The following is a tutorial on how to use the googleErrorReportingR package inside a plumber API. even though this is meant to be used in an API built using the plumber package, the same logic can be used if you API is built with a different tool.

Define central message characteristics

In your plumber.R file define the central characteristics of the error messages you will send from you API. We suggest at least defining the following:

message <- googleErrorReportingR::format_error_message()
message$serviceContext$service <- "api_name"
message$serviceContext$version <- "api_version"

Nevertheless, if there are other charcateristics in format_error_message() that are the same for all errors reported from your api, feel free to define them here.

High level definitions

You also need to indicate the error reporting API key and GCP project_id.

There are different ways to do this, if your API is hosted on Cloud run, you can define them as environmental variables or secrets. If you are using a start.sh file, you can define them there es environmental variables also.

The important thing is that they need to be define at a high level place that, from the moment the API is started, they are available. We strongly recommend you keep both of this elements in a secret manager like GCP’s and not as plain text values.

Note: is not recommended that you define them in a Dockerfile, it could lead to security issues.

Send errors from your endpoints

The easiest way to catch errors from your endpoint is to
wrap the endpoint’s functionalities in a function and then wrap that function in a tryCatch() that sends an error if found.

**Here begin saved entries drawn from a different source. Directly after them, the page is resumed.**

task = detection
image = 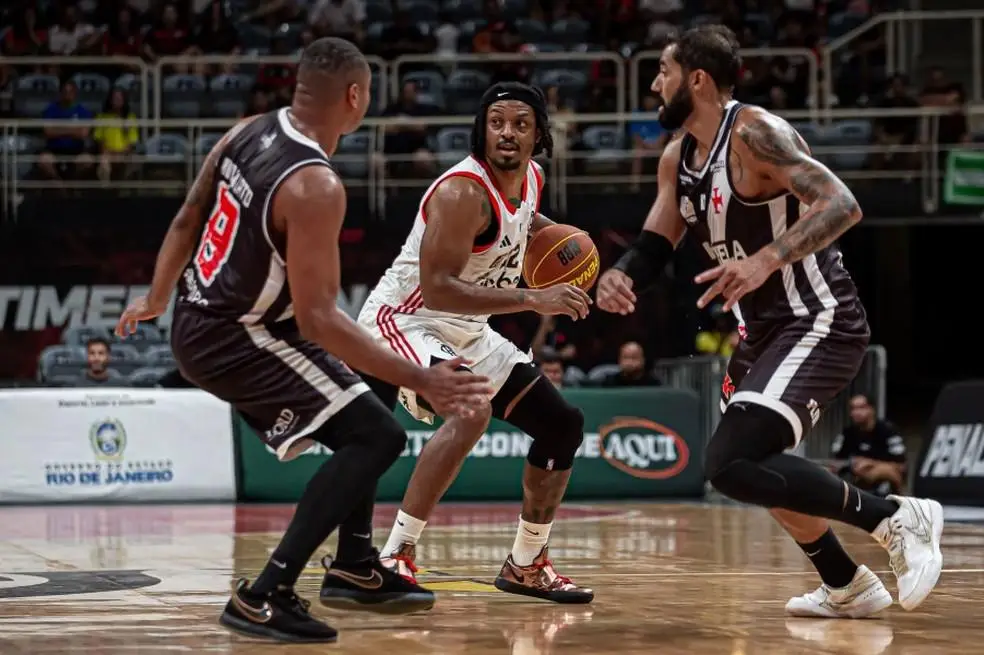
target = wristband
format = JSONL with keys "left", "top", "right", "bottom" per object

{"left": 612, "top": 231, "right": 674, "bottom": 293}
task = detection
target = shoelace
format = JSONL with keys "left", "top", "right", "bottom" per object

{"left": 394, "top": 554, "right": 418, "bottom": 574}
{"left": 533, "top": 557, "right": 574, "bottom": 588}
{"left": 887, "top": 517, "right": 908, "bottom": 577}
{"left": 275, "top": 587, "right": 312, "bottom": 617}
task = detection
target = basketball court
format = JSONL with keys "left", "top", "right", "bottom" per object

{"left": 0, "top": 501, "right": 980, "bottom": 654}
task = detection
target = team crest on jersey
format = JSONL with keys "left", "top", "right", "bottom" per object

{"left": 680, "top": 196, "right": 697, "bottom": 226}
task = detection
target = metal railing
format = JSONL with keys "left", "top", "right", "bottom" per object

{"left": 649, "top": 345, "right": 887, "bottom": 457}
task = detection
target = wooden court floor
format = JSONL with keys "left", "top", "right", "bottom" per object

{"left": 0, "top": 502, "right": 982, "bottom": 654}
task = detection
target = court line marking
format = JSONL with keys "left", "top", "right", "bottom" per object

{"left": 557, "top": 568, "right": 984, "bottom": 578}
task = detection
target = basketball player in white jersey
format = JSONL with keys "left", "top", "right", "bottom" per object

{"left": 597, "top": 25, "right": 943, "bottom": 618}
{"left": 318, "top": 82, "right": 595, "bottom": 607}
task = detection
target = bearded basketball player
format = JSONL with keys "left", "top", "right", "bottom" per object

{"left": 596, "top": 25, "right": 944, "bottom": 617}
{"left": 318, "top": 82, "right": 595, "bottom": 606}
{"left": 116, "top": 38, "right": 491, "bottom": 642}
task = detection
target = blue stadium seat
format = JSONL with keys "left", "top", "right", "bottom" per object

{"left": 129, "top": 367, "right": 171, "bottom": 387}
{"left": 62, "top": 325, "right": 112, "bottom": 346}
{"left": 580, "top": 125, "right": 625, "bottom": 172}
{"left": 445, "top": 69, "right": 490, "bottom": 114}
{"left": 516, "top": 18, "right": 548, "bottom": 42}
{"left": 830, "top": 120, "right": 872, "bottom": 170}
{"left": 563, "top": 366, "right": 586, "bottom": 387}
{"left": 111, "top": 323, "right": 164, "bottom": 346}
{"left": 550, "top": 18, "right": 590, "bottom": 44}
{"left": 1, "top": 134, "right": 43, "bottom": 180}
{"left": 145, "top": 344, "right": 177, "bottom": 368}
{"left": 37, "top": 345, "right": 86, "bottom": 382}
{"left": 195, "top": 133, "right": 223, "bottom": 157}
{"left": 586, "top": 363, "right": 620, "bottom": 385}
{"left": 209, "top": 73, "right": 252, "bottom": 118}
{"left": 366, "top": 21, "right": 389, "bottom": 43}
{"left": 532, "top": 69, "right": 588, "bottom": 97}
{"left": 789, "top": 121, "right": 822, "bottom": 148}
{"left": 334, "top": 130, "right": 371, "bottom": 179}
{"left": 532, "top": 42, "right": 565, "bottom": 53}
{"left": 236, "top": 23, "right": 273, "bottom": 50}
{"left": 162, "top": 74, "right": 207, "bottom": 118}
{"left": 435, "top": 126, "right": 472, "bottom": 168}
{"left": 72, "top": 72, "right": 112, "bottom": 115}
{"left": 13, "top": 74, "right": 59, "bottom": 117}
{"left": 403, "top": 0, "right": 440, "bottom": 23}
{"left": 142, "top": 133, "right": 190, "bottom": 164}
{"left": 402, "top": 70, "right": 446, "bottom": 107}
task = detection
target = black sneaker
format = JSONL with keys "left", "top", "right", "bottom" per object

{"left": 219, "top": 579, "right": 338, "bottom": 643}
{"left": 319, "top": 551, "right": 435, "bottom": 614}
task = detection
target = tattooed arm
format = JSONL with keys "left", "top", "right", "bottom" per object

{"left": 144, "top": 116, "right": 260, "bottom": 310}
{"left": 732, "top": 107, "right": 862, "bottom": 266}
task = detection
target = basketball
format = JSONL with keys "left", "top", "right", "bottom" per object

{"left": 522, "top": 224, "right": 600, "bottom": 291}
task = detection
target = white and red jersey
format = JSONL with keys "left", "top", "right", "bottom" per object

{"left": 363, "top": 155, "right": 544, "bottom": 335}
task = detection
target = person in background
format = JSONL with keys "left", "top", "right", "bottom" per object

{"left": 39, "top": 79, "right": 94, "bottom": 184}
{"left": 629, "top": 94, "right": 670, "bottom": 191}
{"left": 827, "top": 394, "right": 907, "bottom": 497}
{"left": 79, "top": 337, "right": 117, "bottom": 386}
{"left": 602, "top": 341, "right": 661, "bottom": 387}
{"left": 195, "top": 0, "right": 241, "bottom": 76}
{"left": 538, "top": 353, "right": 565, "bottom": 390}
{"left": 143, "top": 2, "right": 200, "bottom": 74}
{"left": 309, "top": 0, "right": 366, "bottom": 46}
{"left": 530, "top": 315, "right": 576, "bottom": 364}
{"left": 93, "top": 88, "right": 139, "bottom": 183}
{"left": 696, "top": 303, "right": 740, "bottom": 357}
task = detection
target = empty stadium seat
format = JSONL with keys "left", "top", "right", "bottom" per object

{"left": 144, "top": 344, "right": 177, "bottom": 368}
{"left": 586, "top": 363, "right": 620, "bottom": 385}
{"left": 195, "top": 133, "right": 223, "bottom": 169}
{"left": 110, "top": 323, "right": 164, "bottom": 345}
{"left": 501, "top": 0, "right": 529, "bottom": 19}
{"left": 334, "top": 130, "right": 371, "bottom": 179}
{"left": 1, "top": 134, "right": 43, "bottom": 180}
{"left": 236, "top": 23, "right": 273, "bottom": 50}
{"left": 830, "top": 120, "right": 873, "bottom": 170}
{"left": 143, "top": 134, "right": 189, "bottom": 163}
{"left": 129, "top": 367, "right": 170, "bottom": 387}
{"left": 444, "top": 0, "right": 482, "bottom": 21}
{"left": 366, "top": 0, "right": 393, "bottom": 22}
{"left": 62, "top": 325, "right": 112, "bottom": 346}
{"left": 13, "top": 74, "right": 59, "bottom": 117}
{"left": 161, "top": 74, "right": 207, "bottom": 118}
{"left": 72, "top": 72, "right": 112, "bottom": 115}
{"left": 38, "top": 345, "right": 87, "bottom": 381}
{"left": 445, "top": 69, "right": 490, "bottom": 114}
{"left": 435, "top": 126, "right": 472, "bottom": 168}
{"left": 563, "top": 366, "right": 586, "bottom": 387}
{"left": 403, "top": 0, "right": 440, "bottom": 23}
{"left": 580, "top": 124, "right": 625, "bottom": 172}
{"left": 550, "top": 18, "right": 590, "bottom": 44}
{"left": 402, "top": 70, "right": 446, "bottom": 105}
{"left": 516, "top": 18, "right": 548, "bottom": 42}
{"left": 532, "top": 69, "right": 588, "bottom": 97}
{"left": 209, "top": 73, "right": 252, "bottom": 118}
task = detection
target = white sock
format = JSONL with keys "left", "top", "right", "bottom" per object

{"left": 511, "top": 516, "right": 551, "bottom": 566}
{"left": 381, "top": 510, "right": 427, "bottom": 557}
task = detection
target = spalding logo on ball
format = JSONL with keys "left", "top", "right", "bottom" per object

{"left": 523, "top": 224, "right": 600, "bottom": 291}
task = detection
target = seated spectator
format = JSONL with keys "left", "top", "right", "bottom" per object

{"left": 538, "top": 353, "right": 565, "bottom": 390}
{"left": 869, "top": 74, "right": 919, "bottom": 171}
{"left": 243, "top": 86, "right": 275, "bottom": 117}
{"left": 827, "top": 394, "right": 907, "bottom": 497}
{"left": 39, "top": 79, "right": 94, "bottom": 183}
{"left": 143, "top": 3, "right": 200, "bottom": 74}
{"left": 602, "top": 341, "right": 661, "bottom": 387}
{"left": 531, "top": 315, "right": 577, "bottom": 364}
{"left": 93, "top": 88, "right": 139, "bottom": 184}
{"left": 309, "top": 0, "right": 366, "bottom": 46}
{"left": 195, "top": 0, "right": 241, "bottom": 76}
{"left": 545, "top": 85, "right": 575, "bottom": 170}
{"left": 101, "top": 6, "right": 145, "bottom": 78}
{"left": 79, "top": 337, "right": 116, "bottom": 386}
{"left": 48, "top": 4, "right": 101, "bottom": 57}
{"left": 258, "top": 34, "right": 299, "bottom": 106}
{"left": 695, "top": 304, "right": 739, "bottom": 357}
{"left": 629, "top": 94, "right": 670, "bottom": 191}
{"left": 380, "top": 10, "right": 431, "bottom": 61}
{"left": 1, "top": 6, "right": 49, "bottom": 90}
{"left": 379, "top": 81, "right": 438, "bottom": 177}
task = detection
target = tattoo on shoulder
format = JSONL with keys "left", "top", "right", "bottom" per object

{"left": 480, "top": 197, "right": 493, "bottom": 221}
{"left": 736, "top": 116, "right": 805, "bottom": 168}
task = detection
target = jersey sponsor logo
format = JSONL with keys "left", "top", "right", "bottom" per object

{"left": 194, "top": 181, "right": 242, "bottom": 287}
{"left": 702, "top": 239, "right": 748, "bottom": 264}
{"left": 476, "top": 242, "right": 523, "bottom": 289}
{"left": 265, "top": 408, "right": 298, "bottom": 441}
{"left": 919, "top": 423, "right": 984, "bottom": 478}
{"left": 598, "top": 418, "right": 690, "bottom": 480}
{"left": 711, "top": 187, "right": 724, "bottom": 213}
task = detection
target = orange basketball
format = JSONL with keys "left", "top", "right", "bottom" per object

{"left": 522, "top": 224, "right": 600, "bottom": 291}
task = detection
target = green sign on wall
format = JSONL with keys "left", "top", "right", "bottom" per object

{"left": 237, "top": 388, "right": 705, "bottom": 502}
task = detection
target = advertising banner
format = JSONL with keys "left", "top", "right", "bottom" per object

{"left": 0, "top": 388, "right": 237, "bottom": 503}
{"left": 944, "top": 150, "right": 984, "bottom": 206}
{"left": 237, "top": 387, "right": 705, "bottom": 502}
{"left": 913, "top": 380, "right": 984, "bottom": 505}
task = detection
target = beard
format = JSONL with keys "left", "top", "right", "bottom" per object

{"left": 658, "top": 85, "right": 694, "bottom": 130}
{"left": 488, "top": 143, "right": 524, "bottom": 171}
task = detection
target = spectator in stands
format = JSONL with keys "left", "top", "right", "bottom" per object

{"left": 531, "top": 315, "right": 577, "bottom": 364}
{"left": 379, "top": 10, "right": 431, "bottom": 61}
{"left": 602, "top": 341, "right": 661, "bottom": 387}
{"left": 544, "top": 85, "right": 575, "bottom": 170}
{"left": 1, "top": 5, "right": 49, "bottom": 88}
{"left": 828, "top": 394, "right": 907, "bottom": 497}
{"left": 296, "top": 26, "right": 317, "bottom": 54}
{"left": 870, "top": 73, "right": 919, "bottom": 171}
{"left": 920, "top": 71, "right": 970, "bottom": 149}
{"left": 473, "top": 0, "right": 529, "bottom": 83}
{"left": 38, "top": 79, "right": 94, "bottom": 183}
{"left": 379, "top": 81, "right": 438, "bottom": 177}
{"left": 695, "top": 304, "right": 739, "bottom": 357}
{"left": 48, "top": 4, "right": 101, "bottom": 57}
{"left": 101, "top": 6, "right": 144, "bottom": 76}
{"left": 309, "top": 0, "right": 366, "bottom": 46}
{"left": 195, "top": 0, "right": 241, "bottom": 76}
{"left": 243, "top": 86, "right": 274, "bottom": 116}
{"left": 538, "top": 353, "right": 566, "bottom": 390}
{"left": 80, "top": 337, "right": 115, "bottom": 386}
{"left": 629, "top": 94, "right": 670, "bottom": 191}
{"left": 257, "top": 33, "right": 298, "bottom": 106}
{"left": 93, "top": 88, "right": 139, "bottom": 183}
{"left": 143, "top": 3, "right": 200, "bottom": 74}
{"left": 433, "top": 10, "right": 460, "bottom": 63}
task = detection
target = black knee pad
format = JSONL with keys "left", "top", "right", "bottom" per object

{"left": 704, "top": 402, "right": 795, "bottom": 487}
{"left": 500, "top": 367, "right": 584, "bottom": 471}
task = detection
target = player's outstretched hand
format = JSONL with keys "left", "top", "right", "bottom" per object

{"left": 695, "top": 251, "right": 778, "bottom": 312}
{"left": 418, "top": 357, "right": 494, "bottom": 418}
{"left": 596, "top": 269, "right": 636, "bottom": 315}
{"left": 115, "top": 295, "right": 167, "bottom": 338}
{"left": 528, "top": 284, "right": 592, "bottom": 320}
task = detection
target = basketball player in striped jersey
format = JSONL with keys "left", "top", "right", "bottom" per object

{"left": 596, "top": 25, "right": 944, "bottom": 617}
{"left": 320, "top": 83, "right": 595, "bottom": 606}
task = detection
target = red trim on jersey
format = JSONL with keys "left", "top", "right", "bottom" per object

{"left": 376, "top": 305, "right": 412, "bottom": 362}
{"left": 420, "top": 170, "right": 502, "bottom": 255}
{"left": 531, "top": 162, "right": 544, "bottom": 214}
{"left": 377, "top": 287, "right": 424, "bottom": 366}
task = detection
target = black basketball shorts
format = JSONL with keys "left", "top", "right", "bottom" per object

{"left": 720, "top": 305, "right": 869, "bottom": 445}
{"left": 170, "top": 307, "right": 370, "bottom": 461}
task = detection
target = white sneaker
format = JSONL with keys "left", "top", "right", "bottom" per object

{"left": 872, "top": 495, "right": 944, "bottom": 611}
{"left": 785, "top": 565, "right": 893, "bottom": 618}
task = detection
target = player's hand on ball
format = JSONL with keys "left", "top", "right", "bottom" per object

The following is a minimal example of the usage of the error reporting functionality, you can add as much of the format_error_message() parameters as you like:

error_catcher_from_function <- tryCatch(
  your_function(your_parameters),
  error = function(e) {
    message$message <- as.character(e)
    googleErrorReportingR::report_error(message)
    stop("Error message to print", call. = FALSE)
  })

Test

Test your api by making a request that you know causes the wrapped function to fail and then go to your GCP’s error reporting interface and see the error there. Review how the different parameters translate in the interface and customize more if needed.